The Meteorological Administration said China issued the highest red alert warning for at least 138 cities and counties across the country on Wednesday, with 373 people placed under the second-highest orange alert.

On August 12, 2022, in a safe neighborhood in Huzhou City in China's Zhejiang Province, children beat the heat.

As of Monday, China’s heat wave lasted 64 days, the longest in more than six decades since full records began in 1961, the National Climate Center said in a statement. He also said the record was “the strongest” and warned it could get worse in the coming days.

“This time the heat wave is prolonged, broad in scope and strong in the extremities,” the statement said. “Taken all signs together, the heatwave in China will continue and increase in severity.”

The heatwave also recorded the most counties and cities to exceed 40 degrees Celsius (104 degrees Fahrenheit) since records began, according to the statement. The number of meteorology stations recording temperatures of 40C and above reached 262, the highest. Eight reached 44C.
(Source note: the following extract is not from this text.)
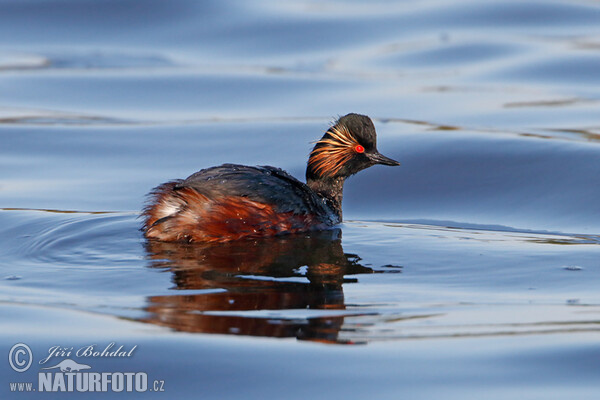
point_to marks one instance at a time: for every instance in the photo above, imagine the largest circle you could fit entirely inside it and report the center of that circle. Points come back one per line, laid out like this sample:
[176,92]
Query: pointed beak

Persistently high temperatures are expected to continue through August 26 in the Sichuan Basin and large parts of central China.

Cai Wenju, climate researcher at Australia’s national scientific research institute CSIRO, said a “special case” of high pressure from the Western Pacific subtropical highs that spanned much of Asia could be the cause of the extreme heat.

CNN’s Larry Register, Angela Dewan, and Laura contributed to this report.